– Problemu nie stanowi brak mieszkań, tylko zdobycie środków pieniężnych na sfinalizowanie transakcji – twierdzi Janusz Schmidt, prezes Warszawskiego Stowarzyszenia Pośredników w Obrocie Nieruchomościami (WSPON).
Warszawscy pośrednicy notują wzrost liczby klientów, którzy nie mając wystarczającego wkładu własnego na zakup lokalu, decydują się na jego wynajęcie. – Widoczne jest również to, że ograniczenie popytu nie wywołało drastycznego spadku cen nieruchomości – zauważa Schmidt. Jego zdaniem sytuacja nie zmieni się co najmniej do końca roku.

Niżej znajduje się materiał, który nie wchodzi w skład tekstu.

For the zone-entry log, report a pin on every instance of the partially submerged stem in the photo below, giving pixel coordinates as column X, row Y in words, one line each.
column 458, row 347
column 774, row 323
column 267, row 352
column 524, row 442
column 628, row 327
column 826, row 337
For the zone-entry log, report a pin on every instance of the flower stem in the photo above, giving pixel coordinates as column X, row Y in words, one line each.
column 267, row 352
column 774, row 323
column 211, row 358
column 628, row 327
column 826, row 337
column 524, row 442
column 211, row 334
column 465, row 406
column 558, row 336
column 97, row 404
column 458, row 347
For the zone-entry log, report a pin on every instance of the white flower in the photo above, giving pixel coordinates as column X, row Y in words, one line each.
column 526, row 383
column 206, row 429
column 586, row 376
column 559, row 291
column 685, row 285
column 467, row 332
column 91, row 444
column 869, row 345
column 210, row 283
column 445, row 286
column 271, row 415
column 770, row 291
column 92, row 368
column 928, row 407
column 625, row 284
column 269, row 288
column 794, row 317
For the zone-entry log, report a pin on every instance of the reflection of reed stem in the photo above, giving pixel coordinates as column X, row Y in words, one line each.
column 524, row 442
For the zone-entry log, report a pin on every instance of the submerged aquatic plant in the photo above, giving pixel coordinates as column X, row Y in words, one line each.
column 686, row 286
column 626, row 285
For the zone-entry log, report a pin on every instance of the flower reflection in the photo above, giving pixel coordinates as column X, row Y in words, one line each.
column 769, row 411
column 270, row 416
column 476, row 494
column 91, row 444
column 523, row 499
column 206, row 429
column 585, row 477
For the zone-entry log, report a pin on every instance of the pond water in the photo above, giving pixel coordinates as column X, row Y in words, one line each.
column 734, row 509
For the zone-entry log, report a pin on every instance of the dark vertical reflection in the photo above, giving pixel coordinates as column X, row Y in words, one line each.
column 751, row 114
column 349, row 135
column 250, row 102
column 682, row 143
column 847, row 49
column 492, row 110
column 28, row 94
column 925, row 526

Średnie ceny transakcyjne kawalerek o pow. 20 – 40 mkw. to ok. 242,8 tys. zł, przy czym najtańsze lokum, jakie sprzedano w październiku, kosztowało 160 tys. zł. Była to kawalerka na Żoliborzu o pow. 20 mkw. Natomiast najdroższa, 32-metrowa w Śródmieściu kosztowała prawie 350 tys. zł. Dwa pokoje to wydatek średnio ok. 447,8 tys. zł, przy czym najdroższe lokum zostało sprzedane za 879 tys. zł. Było to mieszkanie na Mokotowie o pow. 62 mkw. 1 mkw. kosztował więc nowego nabywcę 14,1 tys. zł. Biorąc pod uwagę cenę mkw., najwyższą stawkę zapłacono za 44-metrowe mieszkanie w Śródmieściu, które kosztowało prawie 15 tys. zł za mkw. Najtańszą transakcję odnotowano na Mokotowie, gdzie 38-metrowe mieszkanie sprzedano za 289 tys. zł, czyli mkw. kosztował nabywcę 7,6 tys. zł.
Cena mieszkań trzypokojowych w ostatnich miesiącach kształtowała się na poziomie 574,3 tys. zł. Rozbieżności między najtańszymi a najdroższymi ofertami są jednak również spore. Np. na Mokotowie sprzedano niemal 80-metrowe lokum za ponad 1 mln zł, a np. na Bemowie mieszkanie o pow. 63 mkw. sprzedano za 368 tys. zł.
Na uwagę zwraca fakt, że średnia cena mkw. kawalerki i mieszkania trzypokojowego niewiele się różni – podczas gdy metr kawalerki kosztuje ok. 8,6 tys. zł, cena mkw. lokum trzypokojowego oscyluje na poziomie 8,4 tys. zł.